Pada hamparan semak dan padang ilalang ditempatkan lokasi unit‐unit pemukiman yang dilengkapi sebuah asrama untuk peleton pengawal, mess komandan beserta anggota stafnya, dan bangunan untuk gudang alat. Keadaan seperti itu masih bisa disebut lebih “baik” karena rombongan tapol yang dibuang setahun lebih dahulu, yang ditempatkan di Unit I Wanapura, Unit II Wanareja, dan Unit III Wanayasa, benar‐benar dibuang begitu saja di hamparan ilalang tanpa peneduh selembar atap pun. Mereka mendapat perlakuan yang lebih buruk daripada perlakuan terhadap barang. Harkat dan martabat mereka benar‐benar direndahkan. Pada malam hari mereka berteduh di bawah naungan semak atau belukar.
Melalui sistem kerja rodi, tapol diharuskan membuka lahan pertanian. Ketika lahan belum bisa menghasilkan apa pun untuk dimakan, bahan makanan yang tersedia jauh lebih cepat habis. Hanya tiga bulan saja lamanya, jatah nasi sudah tidak bisa ditemukan lagi.
Nama resmi daerah pembuangan tapol ini adalah Tefaat Buru atau Tempat Pemanfaatan Pulau Buru. Sebuah nama yang cukup jujur, sesuai dengan ungkapan keinginan si pencipta nama. Keinginan penguasa untuk memanfaatkan manusia tawanannya sebelum mencapai tujuan akhirnya, penghancuran. Pilihan nama tersebut ceroboh dan pongah. Sekaligus membuktikan rendahnya budi dan moral pihak yang menciptakannya. Dia asyik dibuai kepuasan nafsunya sendiri, sehingga lupa istilah yang diciptakannya merupakan tindakan memanfaatkan manusia, apalagi dilengkapi dengan kerja paksa, jelas mengingkari moral manusia beradab.

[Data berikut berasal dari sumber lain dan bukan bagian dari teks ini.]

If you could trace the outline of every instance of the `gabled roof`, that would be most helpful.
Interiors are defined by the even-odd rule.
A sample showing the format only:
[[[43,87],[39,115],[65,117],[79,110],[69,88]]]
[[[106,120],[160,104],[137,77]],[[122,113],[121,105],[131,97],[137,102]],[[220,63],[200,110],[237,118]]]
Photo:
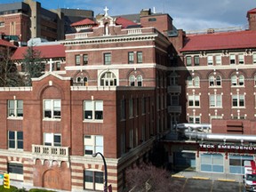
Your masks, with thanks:
[[[97,24],[88,18],[71,24],[72,27],[84,26],[84,25],[97,25]]]
[[[0,39],[0,46],[13,47],[13,48],[16,47],[14,44],[4,39]]]
[[[256,48],[256,31],[189,35],[180,52]]]
[[[128,26],[136,26],[138,23],[135,23],[132,20],[129,20],[125,18],[118,17],[116,20],[116,25],[122,25],[123,28],[126,28]]]
[[[28,47],[19,47],[14,54],[12,56],[12,60],[23,60],[24,54],[26,54]],[[50,58],[65,58],[65,47],[63,44],[51,44],[34,46],[35,50],[38,50],[41,52],[41,57],[44,59]]]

Mars Noersmono pada bulan Oktober 1965 dijemput Kodim Jakarta, ditahan di RTC Salemba selama hampir 5 tahun, lalu dipindah ke RTC Tangerang. Tahun 1971 dikirim ke Pulau Buru dengan Kapal Tokala bersama sekitar 1500 orang tapol lainnya. Tiba di Pulau Buru ditempatkan di Unit XIV Bantalareja di Way Bini.
Jatuh korban akibat kelaparan, lalu lemah akibat terserang penyakit yang bertubi-tubi. Kondisi ini menghancurkan tubuh, menekan secara batin. Kondisi mental setiap tapol semakin bertambah gamang antara menghadapi kekerasan, kebohongan, ketidakpastian, dan penipuan.
Keterbatasan tidak menjadi alasan untuk tidak berusaha. Bahkan dalam keterbatasan itulah segalanya menjadi catatan dalam tulisan ini yang telah berhasil mempertahankan nyawa dan kehidupan para tapol. Energi yang telah dicurahkan para tapol pengasingan Pulau Buru, bersama keringat dan darah yang terkucur membasahi tanah di sana, terkumpul menjadi kekuatan besar yang berdaya menggetarkan sirkulasi ekonomi, sosial budaya lokal, pemerintahan daerah, dan terbangunnya ibu kota kecamatan Namlea. Kota ini menggeliat bangun dan menjadi paling berpotensi di Maluku Tengah yang berkedudukan sebagai pendukung ibu kota provinsi, Ambon.
Bertahan Hidup di Pulau Buru lengkap dengan 75 gambar sketsa dari penulisnya, Mars Noersmono. Inilah wajah kamp konsentrasi pembuangan tapol G30S Pulau Buru.